But I fear it’s out of the question.”
“Yes,” Hertha made haste
to say, “you couldn’t possibly, though
it is very kind of you to want to.”
“It’s hard your not having
any near relations. I’d love to have you
stay with me, but I can understand your leaving.
You’re white and you don’t want to remain
where you’ve been black. But when you get
North, don’t make the mistake of lowering your
social position, Hertha.”
Hertha made no response, and then
Miss Witherspoon, who had kept silent as long as was
humanly possible burst out: “It is natural
that Miss Merryvale and I should not agree on this
matter, Hertha, but as long as you are going to live
in the North I want you to understand northern conditions.
I really believe you will be more likely to marry and
to marry happily if you think nothing about it.
Take up work that interests you and that you can do
well. When you can take care of yourself then
you may accept the man who wants to take care of you.”
“Well, of all the extraordinary
pieces of advice,” Miss Patty murmured.
But at this point Hertha arose and announced that she
was going to her room.
Once by herself she drew a sigh of
relief. These two women, she feared, would drive
her to do something desperate. She had at once
accepted Miss Witherspoon’s invitation to travel
with her to the North and had been grateful for her
suggestions as to her education; but she had not expected
to have everything arranged before she set foot in
Boston. She would have preferred to look about
and to plan for herself. Of Miss Patty’s
scheming she gave no thought, she was not in a humor
to consider getting married; but her future career
did interest her and she could but wish that it did
not have an equal interest for Miss Witherspoon.
Would she want to be closely in touch with this energetic
woman? She reminded her of a teacher she had
had at school, a Miss Smith also from Boston.
Miss Smith, who was a terror to the idler or the dreamer,
had never missed a day from her work for twenty-two
years. Was Miss Witherspoon like that? She
was very particular about her room. Would all
the people in Boston be so thorough and so emphatic?
She bestirred herself for a few minutes
and then sat down idly by the window. She could
see the broad stream and against the sky was a line
of birds. They were too far away at first for
her to name them, but suddenly the sunlight glistened
on their snowy wings and she saw that they were ibises
flying south. In a little while she would be flying
North. What would her welcome there be like?

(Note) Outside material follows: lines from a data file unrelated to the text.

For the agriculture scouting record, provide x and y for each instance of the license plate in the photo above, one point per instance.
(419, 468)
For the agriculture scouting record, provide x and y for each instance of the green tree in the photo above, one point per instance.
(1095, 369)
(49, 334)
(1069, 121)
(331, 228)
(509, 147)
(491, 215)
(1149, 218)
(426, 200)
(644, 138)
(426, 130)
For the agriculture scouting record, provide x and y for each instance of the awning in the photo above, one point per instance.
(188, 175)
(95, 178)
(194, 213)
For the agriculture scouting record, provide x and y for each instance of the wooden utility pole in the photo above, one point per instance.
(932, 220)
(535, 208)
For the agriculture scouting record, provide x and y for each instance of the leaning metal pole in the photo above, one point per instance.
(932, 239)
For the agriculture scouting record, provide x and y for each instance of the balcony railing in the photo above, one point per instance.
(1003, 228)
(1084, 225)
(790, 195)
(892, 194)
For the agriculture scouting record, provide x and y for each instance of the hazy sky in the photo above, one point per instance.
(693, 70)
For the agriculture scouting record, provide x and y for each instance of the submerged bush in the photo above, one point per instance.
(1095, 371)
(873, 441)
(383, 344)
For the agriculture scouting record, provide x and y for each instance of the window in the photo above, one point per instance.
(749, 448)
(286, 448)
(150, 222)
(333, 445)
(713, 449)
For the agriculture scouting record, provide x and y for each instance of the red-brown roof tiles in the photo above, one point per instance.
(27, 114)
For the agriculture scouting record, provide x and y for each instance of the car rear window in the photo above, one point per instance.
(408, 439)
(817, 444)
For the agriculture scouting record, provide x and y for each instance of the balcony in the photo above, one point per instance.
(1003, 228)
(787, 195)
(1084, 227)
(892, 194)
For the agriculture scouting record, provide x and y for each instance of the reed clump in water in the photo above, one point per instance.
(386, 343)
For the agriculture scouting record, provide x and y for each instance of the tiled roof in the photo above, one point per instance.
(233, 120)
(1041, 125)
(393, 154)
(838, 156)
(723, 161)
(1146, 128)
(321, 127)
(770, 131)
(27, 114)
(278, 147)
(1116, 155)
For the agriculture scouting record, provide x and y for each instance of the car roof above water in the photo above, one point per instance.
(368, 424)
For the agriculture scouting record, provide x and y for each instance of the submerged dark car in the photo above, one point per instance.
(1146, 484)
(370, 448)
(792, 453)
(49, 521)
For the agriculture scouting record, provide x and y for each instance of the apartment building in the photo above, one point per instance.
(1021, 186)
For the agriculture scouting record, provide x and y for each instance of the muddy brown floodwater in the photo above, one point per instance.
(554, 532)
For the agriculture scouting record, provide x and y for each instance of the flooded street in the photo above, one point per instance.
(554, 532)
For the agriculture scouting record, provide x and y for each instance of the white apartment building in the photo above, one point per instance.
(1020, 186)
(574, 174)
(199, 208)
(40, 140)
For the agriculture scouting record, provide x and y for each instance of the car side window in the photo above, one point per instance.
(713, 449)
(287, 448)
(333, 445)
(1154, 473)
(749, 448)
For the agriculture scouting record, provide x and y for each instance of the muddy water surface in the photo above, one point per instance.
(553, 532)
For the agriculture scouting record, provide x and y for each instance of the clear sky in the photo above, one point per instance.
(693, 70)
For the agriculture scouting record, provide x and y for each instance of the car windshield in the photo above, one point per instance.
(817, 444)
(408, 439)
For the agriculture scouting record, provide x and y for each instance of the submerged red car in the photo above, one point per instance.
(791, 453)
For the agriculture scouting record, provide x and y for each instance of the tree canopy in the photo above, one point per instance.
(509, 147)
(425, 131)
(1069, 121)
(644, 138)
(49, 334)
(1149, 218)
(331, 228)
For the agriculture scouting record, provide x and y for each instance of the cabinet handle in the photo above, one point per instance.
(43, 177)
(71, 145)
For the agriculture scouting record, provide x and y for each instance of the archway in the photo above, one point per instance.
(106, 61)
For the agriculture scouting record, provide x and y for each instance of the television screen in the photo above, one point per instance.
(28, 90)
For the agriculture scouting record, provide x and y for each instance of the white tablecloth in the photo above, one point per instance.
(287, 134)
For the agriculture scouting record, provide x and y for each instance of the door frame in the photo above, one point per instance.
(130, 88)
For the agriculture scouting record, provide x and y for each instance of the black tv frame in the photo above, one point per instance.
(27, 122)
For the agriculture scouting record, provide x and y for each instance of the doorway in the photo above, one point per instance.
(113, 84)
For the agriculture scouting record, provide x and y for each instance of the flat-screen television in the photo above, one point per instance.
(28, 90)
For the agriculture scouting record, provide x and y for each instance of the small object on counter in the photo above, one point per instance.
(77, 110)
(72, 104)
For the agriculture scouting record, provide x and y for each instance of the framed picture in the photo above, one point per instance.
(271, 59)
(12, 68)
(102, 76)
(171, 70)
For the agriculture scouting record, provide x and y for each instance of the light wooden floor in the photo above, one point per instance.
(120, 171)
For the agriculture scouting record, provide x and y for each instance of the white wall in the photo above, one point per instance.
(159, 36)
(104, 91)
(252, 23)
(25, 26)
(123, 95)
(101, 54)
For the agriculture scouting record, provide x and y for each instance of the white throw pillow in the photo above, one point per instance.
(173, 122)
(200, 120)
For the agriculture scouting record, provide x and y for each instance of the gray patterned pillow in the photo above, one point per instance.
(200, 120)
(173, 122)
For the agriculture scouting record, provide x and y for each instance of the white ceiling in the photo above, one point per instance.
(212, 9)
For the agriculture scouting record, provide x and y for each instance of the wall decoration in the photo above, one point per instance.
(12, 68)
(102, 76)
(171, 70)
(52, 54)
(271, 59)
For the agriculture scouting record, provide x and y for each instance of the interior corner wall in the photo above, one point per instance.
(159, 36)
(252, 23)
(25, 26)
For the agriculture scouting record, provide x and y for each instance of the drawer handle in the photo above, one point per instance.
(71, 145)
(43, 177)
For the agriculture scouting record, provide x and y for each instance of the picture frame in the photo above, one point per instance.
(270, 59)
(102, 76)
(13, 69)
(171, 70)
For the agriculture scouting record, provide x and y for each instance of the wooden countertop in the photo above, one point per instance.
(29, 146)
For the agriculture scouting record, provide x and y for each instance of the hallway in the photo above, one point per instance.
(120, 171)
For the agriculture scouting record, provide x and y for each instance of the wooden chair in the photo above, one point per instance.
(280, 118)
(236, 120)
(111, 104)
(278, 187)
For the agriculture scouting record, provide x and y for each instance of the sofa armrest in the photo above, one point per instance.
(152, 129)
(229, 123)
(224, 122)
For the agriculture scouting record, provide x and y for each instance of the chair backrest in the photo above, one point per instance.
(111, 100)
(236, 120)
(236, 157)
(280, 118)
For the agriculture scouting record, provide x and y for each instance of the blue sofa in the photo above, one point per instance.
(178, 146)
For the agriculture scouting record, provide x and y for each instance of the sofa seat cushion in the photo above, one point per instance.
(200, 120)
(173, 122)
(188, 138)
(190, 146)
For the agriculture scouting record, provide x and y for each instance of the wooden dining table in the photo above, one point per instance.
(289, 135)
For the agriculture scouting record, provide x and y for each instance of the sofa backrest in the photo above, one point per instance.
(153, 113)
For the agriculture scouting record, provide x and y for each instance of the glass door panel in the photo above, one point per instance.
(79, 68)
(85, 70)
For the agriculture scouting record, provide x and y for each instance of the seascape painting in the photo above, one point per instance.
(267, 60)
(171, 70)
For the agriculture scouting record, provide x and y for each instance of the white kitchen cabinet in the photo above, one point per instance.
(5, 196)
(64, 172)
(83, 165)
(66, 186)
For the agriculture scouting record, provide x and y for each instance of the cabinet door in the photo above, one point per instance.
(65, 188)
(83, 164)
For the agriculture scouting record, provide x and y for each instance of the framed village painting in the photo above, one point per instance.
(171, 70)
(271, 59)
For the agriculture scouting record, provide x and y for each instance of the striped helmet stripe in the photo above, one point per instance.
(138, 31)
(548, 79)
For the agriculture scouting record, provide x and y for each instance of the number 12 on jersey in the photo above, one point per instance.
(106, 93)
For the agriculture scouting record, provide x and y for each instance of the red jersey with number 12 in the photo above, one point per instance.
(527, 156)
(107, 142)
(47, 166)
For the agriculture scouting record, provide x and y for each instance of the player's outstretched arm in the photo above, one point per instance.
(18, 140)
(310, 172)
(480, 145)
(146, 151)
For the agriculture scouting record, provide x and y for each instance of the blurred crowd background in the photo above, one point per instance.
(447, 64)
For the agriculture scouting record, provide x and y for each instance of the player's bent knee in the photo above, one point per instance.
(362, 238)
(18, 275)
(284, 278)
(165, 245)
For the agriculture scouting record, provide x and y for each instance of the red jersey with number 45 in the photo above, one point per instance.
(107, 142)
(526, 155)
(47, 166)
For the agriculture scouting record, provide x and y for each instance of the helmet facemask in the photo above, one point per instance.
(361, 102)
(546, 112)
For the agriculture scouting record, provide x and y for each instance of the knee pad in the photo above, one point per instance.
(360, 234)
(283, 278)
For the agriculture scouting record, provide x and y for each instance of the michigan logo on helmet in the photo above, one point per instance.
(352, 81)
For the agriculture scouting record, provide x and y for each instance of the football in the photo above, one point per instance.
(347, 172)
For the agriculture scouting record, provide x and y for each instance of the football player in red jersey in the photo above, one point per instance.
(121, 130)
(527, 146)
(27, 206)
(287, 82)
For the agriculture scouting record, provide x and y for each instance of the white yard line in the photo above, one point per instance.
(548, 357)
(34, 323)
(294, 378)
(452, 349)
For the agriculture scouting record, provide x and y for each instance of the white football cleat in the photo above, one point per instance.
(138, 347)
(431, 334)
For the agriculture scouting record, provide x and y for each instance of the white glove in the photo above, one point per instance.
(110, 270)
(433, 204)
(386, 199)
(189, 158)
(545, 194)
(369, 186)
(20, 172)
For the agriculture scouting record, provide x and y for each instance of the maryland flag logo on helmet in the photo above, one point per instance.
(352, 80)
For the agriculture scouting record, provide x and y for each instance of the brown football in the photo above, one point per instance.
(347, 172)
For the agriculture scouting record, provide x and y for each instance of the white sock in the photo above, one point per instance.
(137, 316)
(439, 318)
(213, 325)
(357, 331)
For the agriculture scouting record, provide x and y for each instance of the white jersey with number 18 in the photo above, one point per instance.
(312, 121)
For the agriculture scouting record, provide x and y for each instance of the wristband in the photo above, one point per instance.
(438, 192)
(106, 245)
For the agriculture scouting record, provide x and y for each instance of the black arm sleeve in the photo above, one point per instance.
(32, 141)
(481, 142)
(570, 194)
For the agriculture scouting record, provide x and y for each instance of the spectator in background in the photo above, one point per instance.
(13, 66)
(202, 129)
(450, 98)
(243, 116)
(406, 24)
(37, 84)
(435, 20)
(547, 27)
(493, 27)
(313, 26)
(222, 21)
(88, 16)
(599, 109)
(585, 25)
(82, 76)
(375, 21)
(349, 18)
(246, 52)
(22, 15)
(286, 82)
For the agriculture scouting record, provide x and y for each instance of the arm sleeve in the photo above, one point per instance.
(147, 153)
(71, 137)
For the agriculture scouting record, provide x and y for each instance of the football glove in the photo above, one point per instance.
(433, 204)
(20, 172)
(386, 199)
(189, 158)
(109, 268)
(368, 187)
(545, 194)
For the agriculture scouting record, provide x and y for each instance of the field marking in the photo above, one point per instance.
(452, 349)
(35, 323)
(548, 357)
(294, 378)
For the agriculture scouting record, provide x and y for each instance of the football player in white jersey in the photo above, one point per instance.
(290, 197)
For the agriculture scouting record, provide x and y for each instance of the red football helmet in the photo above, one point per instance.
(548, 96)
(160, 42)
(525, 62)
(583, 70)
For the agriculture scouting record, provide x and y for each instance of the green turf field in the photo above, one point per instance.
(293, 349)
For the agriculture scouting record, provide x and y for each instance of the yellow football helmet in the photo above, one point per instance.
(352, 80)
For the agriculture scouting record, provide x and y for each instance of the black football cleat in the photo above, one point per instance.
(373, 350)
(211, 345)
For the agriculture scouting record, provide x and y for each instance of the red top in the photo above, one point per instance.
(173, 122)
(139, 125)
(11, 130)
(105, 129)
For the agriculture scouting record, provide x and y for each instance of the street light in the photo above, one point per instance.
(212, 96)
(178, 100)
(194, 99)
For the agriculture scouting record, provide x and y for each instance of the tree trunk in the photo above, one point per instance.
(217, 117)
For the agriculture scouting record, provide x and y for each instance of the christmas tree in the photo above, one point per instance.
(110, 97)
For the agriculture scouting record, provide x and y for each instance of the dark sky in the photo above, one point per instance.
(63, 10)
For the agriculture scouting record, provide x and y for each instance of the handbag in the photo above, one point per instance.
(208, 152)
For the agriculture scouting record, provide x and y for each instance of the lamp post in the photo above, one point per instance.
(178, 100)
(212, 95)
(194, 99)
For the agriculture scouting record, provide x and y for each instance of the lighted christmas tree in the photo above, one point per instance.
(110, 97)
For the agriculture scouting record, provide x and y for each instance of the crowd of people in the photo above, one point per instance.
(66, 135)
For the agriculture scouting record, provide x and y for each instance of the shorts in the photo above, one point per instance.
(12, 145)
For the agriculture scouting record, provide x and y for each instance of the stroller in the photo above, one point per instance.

Of one thing she was sure. She
wanted with all the intensity of her nature to get
away, to leave Merryvale and all its inhabitants, black
and white. Why, there was no place to which she
could go! To turn down the path to her black
mother’s cottage, there to find herself a stranger,
was more than she could bear; she would not go again
until she went to say good-by. But here at the
great house life was always difficult. She wearied
of Miss Witherspoon and even of her dear Miss Patty;
they were so bent upon running her as though she were
a private show. She liked Mr. Merryvale sincerely,
but she often avoided him, for once he asked her to
walk with him and on the way they met his son; and
she was in terror lest they two be left together.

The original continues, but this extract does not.